Christopher Josiffe praises a long-overdue history of Finland’s esoteric traditions: magic, Theosophy, Freemasonry, parapsychology – and UFOs
Lightbringers of the North
Secrets of the Occult Tradition of Finland
Perttu Häkkinen & Vesa Iitti
A history of Finland’s esoteric traditions is long overdue; for centuries, Finns have had a reputation as powerful magicians and sorcerers, perhaps owing to their conflation with the nomadic and shamanic Sámi.
While Scandinavian pre-Christian magical practices are welldocumented, thanks to the Prose and Poetic Eddas and to runic inscriptions (largely unknown in Finland), the same cannot be said for their Finnish equivalents. In part due to the impenetrability of the Finnish language – neither Germanic, Romance nor Slavic – Finland’s subaltern status as a colonial possession of Sweden (for several hundred years) and Russia (for over one hundred more) is also a factor.
Originally published in Finnish in 2015, Lightbringers of the North focuses on the last 150 years. The authors’ dry, laconic wit is most appropriate for those chapters examining eccentric and often distasteful figures like Ior Bock, “the Sperm Magician of Gumbostrand”, Reima Saarinen, the “Sex Magick Soldier of Turku”, and “Archbishop of Lucifer” Pekka Siitoin.
Siitoin claimed his 1944 birth was due to a liaison between high-ranking German army officer and baron, Peter von Weltheim, and a Finnish-Russian sex worker. The authors rightly describe Siitoin as an “unintentionally comic neo-Nazi”. But his volatile mixture of left-hand-path esotericism and far-right politics appears to be a recurring aspect of Finnish esotericism, as a subsequent chapter on the crossover between Finnish occultism and nationalism demonstrates.
“Renaissance Finn” Sigurd Wettenhovi-Aspa is mostly remembered as a sculptor and painter; in the 1890s he exhibited at Sar Péladan’s Salon de la Rose + Croix in Paris, where he became friends with Strindberg. But Aspa was also an actor, poet, musician and amateur linguist who argued that the world’s tongues were all descended from a Finnish protolanguage, which in its modern form was close to the original language of the Bible (rather than Hebrew or Greek). It logically followed (according to Aspa) that if Finnish was the world’s ur-language, then Finns were the world’s proto-people. He regarded the “Aryan race” as a branch of a prehistoric Finno-Ugric clan, with Germanic peoples descended from this ancient clan.
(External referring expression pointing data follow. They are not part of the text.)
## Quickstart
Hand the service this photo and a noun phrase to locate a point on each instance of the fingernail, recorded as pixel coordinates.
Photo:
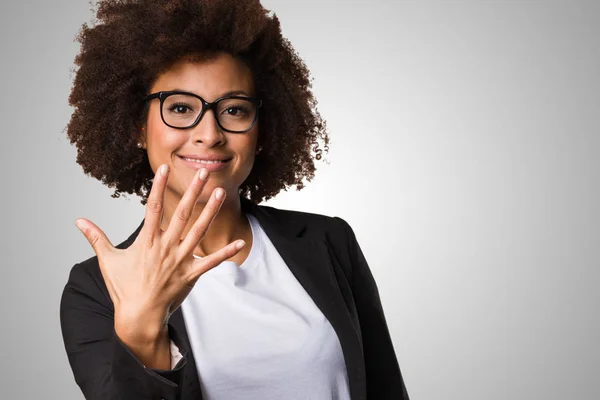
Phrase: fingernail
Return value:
(79, 225)
(203, 173)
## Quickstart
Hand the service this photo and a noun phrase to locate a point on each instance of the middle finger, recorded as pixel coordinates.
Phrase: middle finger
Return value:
(184, 209)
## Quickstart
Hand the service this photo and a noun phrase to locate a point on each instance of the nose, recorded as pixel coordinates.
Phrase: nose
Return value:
(208, 131)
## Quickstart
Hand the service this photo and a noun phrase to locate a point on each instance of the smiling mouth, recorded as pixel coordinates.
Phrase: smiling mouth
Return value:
(205, 161)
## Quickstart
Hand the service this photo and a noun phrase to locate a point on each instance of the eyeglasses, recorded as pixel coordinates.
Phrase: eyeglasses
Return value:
(183, 110)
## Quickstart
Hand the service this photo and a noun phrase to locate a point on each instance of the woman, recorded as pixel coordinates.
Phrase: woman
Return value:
(204, 110)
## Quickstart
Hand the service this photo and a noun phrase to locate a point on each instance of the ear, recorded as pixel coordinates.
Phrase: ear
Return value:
(142, 136)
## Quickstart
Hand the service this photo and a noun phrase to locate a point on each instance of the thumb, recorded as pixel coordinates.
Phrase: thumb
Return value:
(94, 235)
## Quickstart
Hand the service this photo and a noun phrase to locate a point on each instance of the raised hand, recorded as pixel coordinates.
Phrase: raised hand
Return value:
(150, 279)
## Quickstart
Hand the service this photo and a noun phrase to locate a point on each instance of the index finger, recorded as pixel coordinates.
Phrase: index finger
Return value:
(155, 203)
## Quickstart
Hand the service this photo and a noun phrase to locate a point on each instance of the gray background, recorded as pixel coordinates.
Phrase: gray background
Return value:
(464, 154)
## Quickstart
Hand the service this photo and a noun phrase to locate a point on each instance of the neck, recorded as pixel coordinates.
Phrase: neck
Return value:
(228, 225)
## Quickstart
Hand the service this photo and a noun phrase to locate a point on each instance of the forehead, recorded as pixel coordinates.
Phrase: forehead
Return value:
(209, 78)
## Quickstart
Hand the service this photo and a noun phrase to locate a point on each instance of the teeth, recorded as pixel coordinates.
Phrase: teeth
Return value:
(202, 161)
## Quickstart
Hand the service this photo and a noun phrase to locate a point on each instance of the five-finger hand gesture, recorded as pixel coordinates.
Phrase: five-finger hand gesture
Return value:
(150, 279)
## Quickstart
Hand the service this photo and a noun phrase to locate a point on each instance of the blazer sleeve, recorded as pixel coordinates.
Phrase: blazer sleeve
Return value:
(103, 366)
(384, 379)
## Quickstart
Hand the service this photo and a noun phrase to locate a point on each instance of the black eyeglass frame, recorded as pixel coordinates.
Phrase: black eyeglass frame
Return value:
(205, 106)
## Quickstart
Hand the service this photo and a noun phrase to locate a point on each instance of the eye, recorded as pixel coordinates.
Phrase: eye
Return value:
(235, 111)
(180, 108)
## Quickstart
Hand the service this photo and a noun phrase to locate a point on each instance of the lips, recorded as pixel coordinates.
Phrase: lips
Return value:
(211, 163)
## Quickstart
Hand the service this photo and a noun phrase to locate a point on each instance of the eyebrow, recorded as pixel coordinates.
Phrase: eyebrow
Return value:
(230, 93)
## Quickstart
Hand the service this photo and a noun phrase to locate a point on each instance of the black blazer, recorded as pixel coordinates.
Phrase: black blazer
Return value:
(324, 256)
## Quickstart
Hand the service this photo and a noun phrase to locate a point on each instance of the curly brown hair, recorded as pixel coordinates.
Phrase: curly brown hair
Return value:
(133, 41)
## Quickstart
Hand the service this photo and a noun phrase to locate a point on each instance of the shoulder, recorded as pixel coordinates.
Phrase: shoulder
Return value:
(333, 229)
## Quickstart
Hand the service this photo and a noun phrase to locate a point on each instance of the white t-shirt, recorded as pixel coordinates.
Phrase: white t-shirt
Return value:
(256, 334)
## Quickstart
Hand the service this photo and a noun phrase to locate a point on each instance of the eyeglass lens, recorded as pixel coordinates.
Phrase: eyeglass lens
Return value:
(181, 111)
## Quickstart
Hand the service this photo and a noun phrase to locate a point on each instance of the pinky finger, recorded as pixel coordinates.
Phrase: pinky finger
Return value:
(200, 266)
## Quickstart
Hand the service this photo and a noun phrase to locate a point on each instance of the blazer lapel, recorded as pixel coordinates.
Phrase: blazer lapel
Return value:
(310, 262)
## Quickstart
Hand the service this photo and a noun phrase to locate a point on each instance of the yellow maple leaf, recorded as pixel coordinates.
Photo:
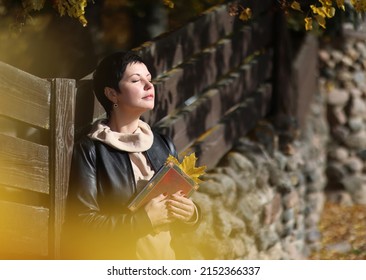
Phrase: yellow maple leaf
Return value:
(320, 20)
(188, 166)
(245, 14)
(296, 6)
(340, 4)
(172, 160)
(308, 23)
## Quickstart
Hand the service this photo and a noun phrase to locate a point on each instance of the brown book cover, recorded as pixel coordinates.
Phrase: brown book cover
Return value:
(169, 179)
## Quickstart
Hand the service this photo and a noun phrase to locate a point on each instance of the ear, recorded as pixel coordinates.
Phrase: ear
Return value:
(111, 94)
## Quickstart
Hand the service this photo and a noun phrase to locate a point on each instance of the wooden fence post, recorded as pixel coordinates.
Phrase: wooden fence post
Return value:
(62, 142)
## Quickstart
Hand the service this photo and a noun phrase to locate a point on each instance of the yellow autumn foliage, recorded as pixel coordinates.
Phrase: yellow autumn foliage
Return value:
(188, 166)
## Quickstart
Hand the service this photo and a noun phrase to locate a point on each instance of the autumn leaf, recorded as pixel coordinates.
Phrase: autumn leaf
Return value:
(308, 23)
(296, 6)
(320, 20)
(172, 159)
(188, 166)
(245, 14)
(169, 3)
(340, 4)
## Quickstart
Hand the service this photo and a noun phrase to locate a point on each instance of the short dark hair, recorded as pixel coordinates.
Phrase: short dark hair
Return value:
(108, 74)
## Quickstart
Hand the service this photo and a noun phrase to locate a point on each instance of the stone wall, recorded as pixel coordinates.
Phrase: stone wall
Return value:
(344, 85)
(262, 203)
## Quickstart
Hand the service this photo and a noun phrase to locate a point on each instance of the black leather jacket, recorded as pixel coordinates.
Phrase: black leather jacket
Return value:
(98, 224)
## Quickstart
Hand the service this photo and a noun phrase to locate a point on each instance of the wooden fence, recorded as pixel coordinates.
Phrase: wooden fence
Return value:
(214, 81)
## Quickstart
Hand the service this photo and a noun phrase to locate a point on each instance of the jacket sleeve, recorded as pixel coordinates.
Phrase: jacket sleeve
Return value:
(82, 208)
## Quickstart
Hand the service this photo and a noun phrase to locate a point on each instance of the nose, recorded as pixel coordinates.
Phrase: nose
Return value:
(148, 85)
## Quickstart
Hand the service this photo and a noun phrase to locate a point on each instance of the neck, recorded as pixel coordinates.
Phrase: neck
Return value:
(123, 125)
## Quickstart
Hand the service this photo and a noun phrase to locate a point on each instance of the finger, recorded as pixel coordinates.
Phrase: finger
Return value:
(181, 199)
(160, 197)
(181, 211)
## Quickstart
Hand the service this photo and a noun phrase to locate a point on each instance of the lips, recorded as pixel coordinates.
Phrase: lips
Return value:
(149, 96)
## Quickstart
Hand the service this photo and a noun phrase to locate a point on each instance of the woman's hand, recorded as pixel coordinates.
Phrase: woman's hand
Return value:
(157, 211)
(181, 207)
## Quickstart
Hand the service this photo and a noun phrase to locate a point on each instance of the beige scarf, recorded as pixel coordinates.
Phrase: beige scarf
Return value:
(134, 143)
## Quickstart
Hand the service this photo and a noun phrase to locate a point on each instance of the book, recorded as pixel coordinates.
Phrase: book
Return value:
(169, 179)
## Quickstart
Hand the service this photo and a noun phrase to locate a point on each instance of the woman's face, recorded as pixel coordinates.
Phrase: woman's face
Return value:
(137, 93)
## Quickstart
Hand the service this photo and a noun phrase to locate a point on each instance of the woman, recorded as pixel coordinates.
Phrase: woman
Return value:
(112, 164)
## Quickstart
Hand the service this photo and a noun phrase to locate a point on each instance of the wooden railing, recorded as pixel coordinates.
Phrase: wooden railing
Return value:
(214, 81)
Theosophy was big up north; Blavatsky herself said: “the light will come from Finland”. Pekka Ervast, the “Rudolf Steiner of the North”, founded the Rosicrucianinfluenced independent Theosophical group Ruusu-Risti following a disagreement with Besant and Leadbeater. Lightbringers looks at the history of Freemasonry in Finland, but doesn’t say whether Finnish lodges are repositories of esoteric wisdom or simply dining clubs (as in England).
An enlightening chapter on the history of Finnish parapsychology looks at its Sällskapet för psykisk forskning (Society for Psychic Research, SPF) which bears some comparison with Britain’s Society for Psychical Research (SPR). Finland’s SPF was originally established (in 1907) with the intention of examining alleged paranormal phenomena using scientific methodology. But, like the SPR, a rift arose between the sceptical and pro-Spiritualist wings of the organisation. This, the authors suggest, was because its membership consisted more of lay persons than academics (although, by contrast, the British SPR counted several eminent scientists, psychologists and philosophers among its membership).
An illuminating chapter outlines the history of Finnish ufology, which, according to Lightbringers, has always been tinged with esotericism. One of Finland’s earliest-recorded UFO encounters took place in 1728, when a giant disc appeared over Sahalahti village. Local blacksmith, seer and healer Tiittu Siegfredsson was last seen heading into a nearby forest. After three days, his son went looking for him. In the forest he encountered a large bear who, speaking in Finnish, said he should not be afraid, but told him there was no point searching for his father – as the “ship in the sky” had taken his father “to the heavens, to another better world, inhabited by a race higher than man”.
I would have liked more focus on the resurgence of paganism in Finland, whose conversion to Christianity only took place in the 13th century. As late as the 18th century, rural ministers were complaining to their bishops of their parishioners’ reverence for streams, rocks and trees. The neo-pagan groups Suomenusko (“Finnish Belief”) and Karhun Kansa (“People of the Bear”) were established in the early 21st century, but the Ukkonusko (belief in Ukko, the sky, thunder and weather god) organisation dates back to the early 20th century. Finland has a landmass 40 per cent larger than the United Kingdom, but a population of just 5.5 million. Consequently, its human population is surrounded by nature, so it’s not surprising if paganism is on the rise.
Lightbringers (the first English-language book I’m aware of that sheds light on the neglected esoteric traditions of a modern European nation) is a welcome addition to our knowledge and understanding of European occultural history.